OpenAI launches new macOS app for agentic coding
OpenAI has released a new macOS app designed for agentic coding, enabling developers to run autonomous coding workflows, manage tasks, and interact directly with AI-powered tools on Mac.
Artificial intelligence is already reshaping how software is built, with much of the repetitive, labour-intensive programming now handled by coordinated groups of agents and sub-agents. As developers explore new interfaces and form factors for collaborating with AI systems, even the most advanced AI research labs have struggled to keep pace with the rapid evolution of workflows.
One of the dominant trends in this space is agentic software development — systems in which AI agents can independently execute coding tasks. That approach has been popularised by tools such as Claude Code and Cowork. During this shift, OpenAI has been steadily expanding its Codex offering, which launched as a command-line tool last April and gained a web-based interface a month later.
Now, OpenAI is making a more decisive move. On Monday, the company introduced a new macOS application for Codex, bringing together many of the agentic development practices that have gained traction over the past year. The macOS app is built to support multiple agents working in parallel, combining agent capabilities with other modern workflows. The release also arrives less than two months after OpenAI unveiled GPT-5.2-Codex, its most advanced coding model to date — a release the company hopes will be compelling enough to draw users away from Claude Code.
“If you want to do truly sophisticated work on something complex, 5.2 is the strongest model available by a wide margin,” OpenAI CEO Sam Altman said during a press call. “That said, it hasn’t always been easy to use. By pairing that level of model capability with a more flexible interface, we think it can make a meaningful difference.”

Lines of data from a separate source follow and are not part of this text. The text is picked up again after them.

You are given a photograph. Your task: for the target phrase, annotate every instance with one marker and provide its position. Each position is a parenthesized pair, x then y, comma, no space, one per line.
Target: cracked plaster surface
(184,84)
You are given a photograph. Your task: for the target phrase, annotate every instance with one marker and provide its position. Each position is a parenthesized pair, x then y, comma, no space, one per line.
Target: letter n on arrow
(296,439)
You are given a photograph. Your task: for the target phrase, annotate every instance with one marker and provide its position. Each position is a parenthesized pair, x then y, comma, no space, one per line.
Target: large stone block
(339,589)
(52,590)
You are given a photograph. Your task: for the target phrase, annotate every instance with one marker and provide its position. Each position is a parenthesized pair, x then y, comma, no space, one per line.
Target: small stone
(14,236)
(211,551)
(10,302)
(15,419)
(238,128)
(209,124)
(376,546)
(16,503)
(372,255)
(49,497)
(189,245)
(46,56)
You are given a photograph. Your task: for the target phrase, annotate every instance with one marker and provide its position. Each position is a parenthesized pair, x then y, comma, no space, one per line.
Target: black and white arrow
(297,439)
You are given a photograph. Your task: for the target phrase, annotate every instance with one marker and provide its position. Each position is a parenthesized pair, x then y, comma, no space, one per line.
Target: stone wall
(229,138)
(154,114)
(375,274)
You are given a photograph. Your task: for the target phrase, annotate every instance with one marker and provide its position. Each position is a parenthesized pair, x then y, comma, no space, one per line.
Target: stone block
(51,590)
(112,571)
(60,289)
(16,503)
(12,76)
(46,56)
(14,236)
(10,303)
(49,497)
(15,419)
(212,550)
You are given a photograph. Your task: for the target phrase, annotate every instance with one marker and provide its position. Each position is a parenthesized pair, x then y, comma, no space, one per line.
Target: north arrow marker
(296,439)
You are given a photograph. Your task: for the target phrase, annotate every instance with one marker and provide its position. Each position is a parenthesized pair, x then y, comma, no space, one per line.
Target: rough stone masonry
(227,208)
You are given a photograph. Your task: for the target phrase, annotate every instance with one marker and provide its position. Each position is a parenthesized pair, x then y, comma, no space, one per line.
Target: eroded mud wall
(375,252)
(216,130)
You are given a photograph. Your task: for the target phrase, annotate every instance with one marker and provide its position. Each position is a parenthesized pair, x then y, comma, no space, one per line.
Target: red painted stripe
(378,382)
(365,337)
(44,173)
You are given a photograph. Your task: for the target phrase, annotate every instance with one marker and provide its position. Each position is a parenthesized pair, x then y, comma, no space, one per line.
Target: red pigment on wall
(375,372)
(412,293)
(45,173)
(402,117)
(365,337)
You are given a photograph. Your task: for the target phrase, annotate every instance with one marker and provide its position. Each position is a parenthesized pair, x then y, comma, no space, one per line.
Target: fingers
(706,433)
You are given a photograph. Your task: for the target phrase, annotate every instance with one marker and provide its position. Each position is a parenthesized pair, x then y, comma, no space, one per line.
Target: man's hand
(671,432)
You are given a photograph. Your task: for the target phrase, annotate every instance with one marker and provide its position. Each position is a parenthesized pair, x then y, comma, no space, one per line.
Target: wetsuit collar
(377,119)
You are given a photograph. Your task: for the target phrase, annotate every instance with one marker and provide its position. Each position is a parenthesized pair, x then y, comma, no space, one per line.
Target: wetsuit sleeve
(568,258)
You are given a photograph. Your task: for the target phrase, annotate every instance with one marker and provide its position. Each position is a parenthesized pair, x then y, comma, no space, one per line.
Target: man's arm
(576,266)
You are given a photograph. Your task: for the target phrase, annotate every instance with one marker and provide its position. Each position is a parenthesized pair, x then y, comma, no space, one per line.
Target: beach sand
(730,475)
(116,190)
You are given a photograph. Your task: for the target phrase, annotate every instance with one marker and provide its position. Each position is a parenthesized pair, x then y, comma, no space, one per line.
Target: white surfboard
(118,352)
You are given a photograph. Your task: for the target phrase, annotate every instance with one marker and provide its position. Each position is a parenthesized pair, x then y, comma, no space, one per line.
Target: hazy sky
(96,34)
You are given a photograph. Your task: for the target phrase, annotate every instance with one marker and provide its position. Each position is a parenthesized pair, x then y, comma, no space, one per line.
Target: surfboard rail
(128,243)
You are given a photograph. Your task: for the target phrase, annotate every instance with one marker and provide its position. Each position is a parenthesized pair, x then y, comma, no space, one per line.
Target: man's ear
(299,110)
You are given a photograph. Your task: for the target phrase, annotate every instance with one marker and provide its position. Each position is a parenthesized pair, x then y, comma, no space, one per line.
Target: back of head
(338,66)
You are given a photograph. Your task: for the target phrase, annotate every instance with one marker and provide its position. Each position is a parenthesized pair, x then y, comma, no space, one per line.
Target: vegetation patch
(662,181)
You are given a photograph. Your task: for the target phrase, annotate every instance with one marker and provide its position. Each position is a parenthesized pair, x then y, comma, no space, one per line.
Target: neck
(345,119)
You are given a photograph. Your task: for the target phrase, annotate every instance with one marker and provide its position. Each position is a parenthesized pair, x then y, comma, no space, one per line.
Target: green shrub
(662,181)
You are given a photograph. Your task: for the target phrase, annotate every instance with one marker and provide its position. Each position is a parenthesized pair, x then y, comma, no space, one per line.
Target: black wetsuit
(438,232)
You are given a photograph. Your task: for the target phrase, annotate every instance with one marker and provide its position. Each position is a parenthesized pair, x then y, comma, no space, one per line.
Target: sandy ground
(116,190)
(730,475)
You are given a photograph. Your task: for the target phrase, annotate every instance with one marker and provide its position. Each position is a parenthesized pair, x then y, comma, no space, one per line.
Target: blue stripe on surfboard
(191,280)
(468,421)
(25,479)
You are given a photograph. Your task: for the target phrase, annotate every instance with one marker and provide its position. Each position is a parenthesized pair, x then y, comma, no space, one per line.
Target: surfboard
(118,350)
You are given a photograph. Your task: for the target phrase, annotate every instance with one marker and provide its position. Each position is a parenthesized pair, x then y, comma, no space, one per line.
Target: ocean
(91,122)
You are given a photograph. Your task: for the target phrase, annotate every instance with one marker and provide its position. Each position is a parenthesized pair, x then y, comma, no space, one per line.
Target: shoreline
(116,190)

Despite Altman’s confidence, performance benchmarks paint a more nuanced picture. GPT-5.2 currently sits at the top of TerminalBench, which measures how effectively AI models handle command-line programming tasks, at least at the time of publication. However, agents from Gemini 3 and Claude Opus have achieved scores that are broadly comparable — slightly lower, but still within the benchmark’s margin of error. Results from SWE-bench, another widely used benchmark that evaluates an AI’s ability to resolve real-world software bugs, show a similar pattern, with no clear leader emerging. Agentic workflows themselves remain difficult to benchmark reliably, and real-world user experience can vary widely even among state-of-the-art models.

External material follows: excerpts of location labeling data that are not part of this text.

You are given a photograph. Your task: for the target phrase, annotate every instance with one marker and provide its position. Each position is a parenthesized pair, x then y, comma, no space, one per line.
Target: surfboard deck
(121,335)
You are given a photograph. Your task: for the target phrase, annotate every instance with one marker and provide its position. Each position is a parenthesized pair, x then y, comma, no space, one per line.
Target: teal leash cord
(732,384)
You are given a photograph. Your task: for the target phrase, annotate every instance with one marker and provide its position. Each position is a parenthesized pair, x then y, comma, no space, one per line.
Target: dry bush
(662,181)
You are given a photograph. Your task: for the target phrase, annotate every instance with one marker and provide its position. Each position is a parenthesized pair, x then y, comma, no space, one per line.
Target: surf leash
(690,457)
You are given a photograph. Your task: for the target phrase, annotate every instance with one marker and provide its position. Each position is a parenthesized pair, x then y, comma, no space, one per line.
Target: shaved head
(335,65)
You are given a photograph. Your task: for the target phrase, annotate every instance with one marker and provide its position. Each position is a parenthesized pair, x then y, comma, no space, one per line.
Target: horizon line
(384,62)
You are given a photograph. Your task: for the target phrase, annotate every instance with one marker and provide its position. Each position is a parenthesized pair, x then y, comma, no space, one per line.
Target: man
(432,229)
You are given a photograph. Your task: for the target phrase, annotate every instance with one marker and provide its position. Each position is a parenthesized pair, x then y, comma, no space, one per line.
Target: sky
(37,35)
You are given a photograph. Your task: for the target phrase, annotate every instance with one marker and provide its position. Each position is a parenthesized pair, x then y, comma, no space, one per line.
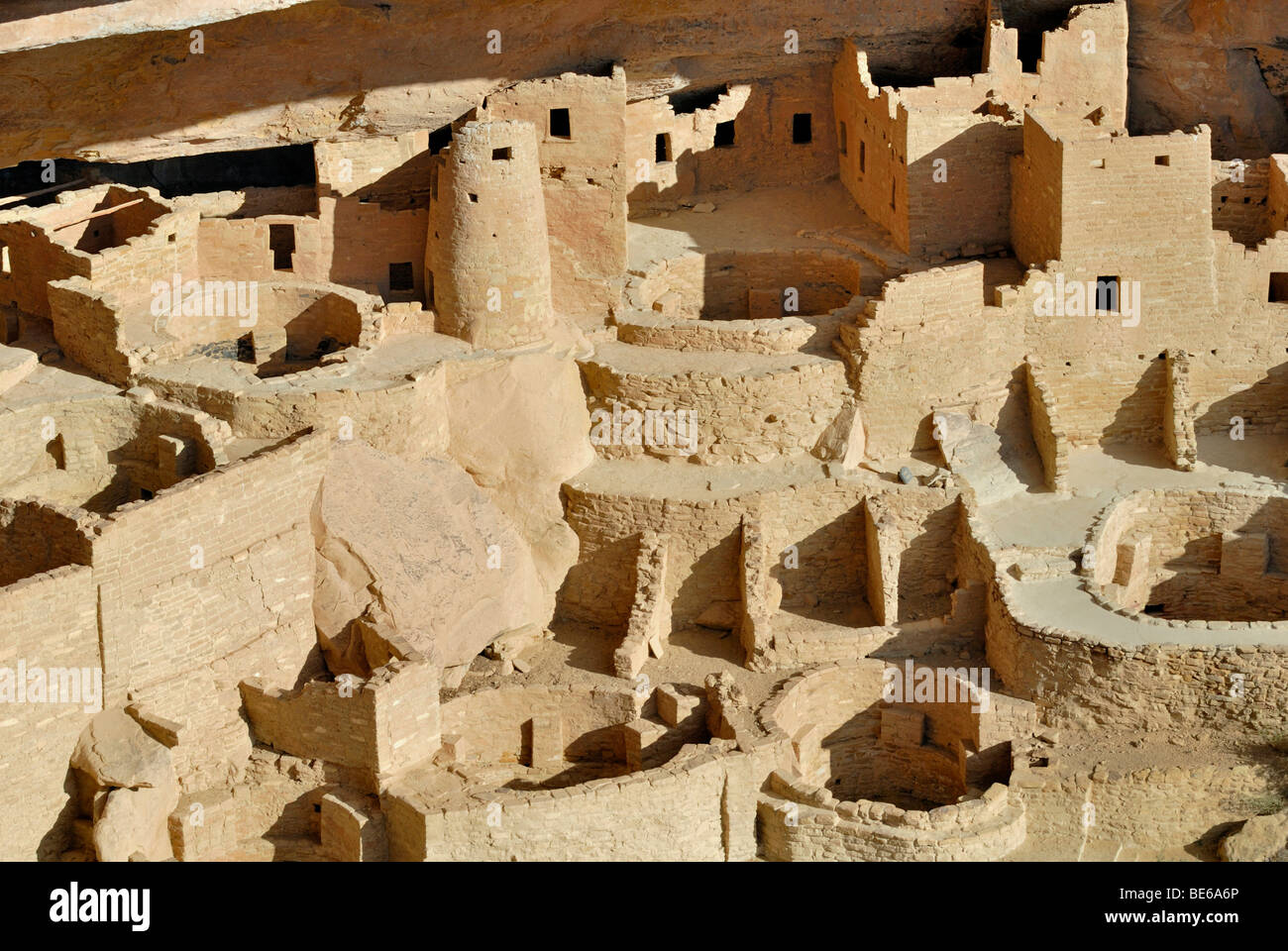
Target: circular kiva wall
(883,781)
(1188,555)
(750,285)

The new Codex app also introduces a variety of features that OpenAI says will allow it to match — or in some cases exceed — competing Claude-based tools. One addition is support for automations that can run quietly in the background on a scheduled basis, with outputs saved to a queue for users to review later. The app also lets developers choose from different agent personalities, ranging from pragmatic to empathetic, depending on their preferred working style.
For OpenAI, however, the most compelling argument remains the speed at which AI-assisted development can move. “You can start from a completely blank slate and build a genuinely sophisticated piece of software in just a few hours,” Altman said. “At this point, the main constraint is how fast I can type new ideas — that’s the real bottleneck on what can be built.”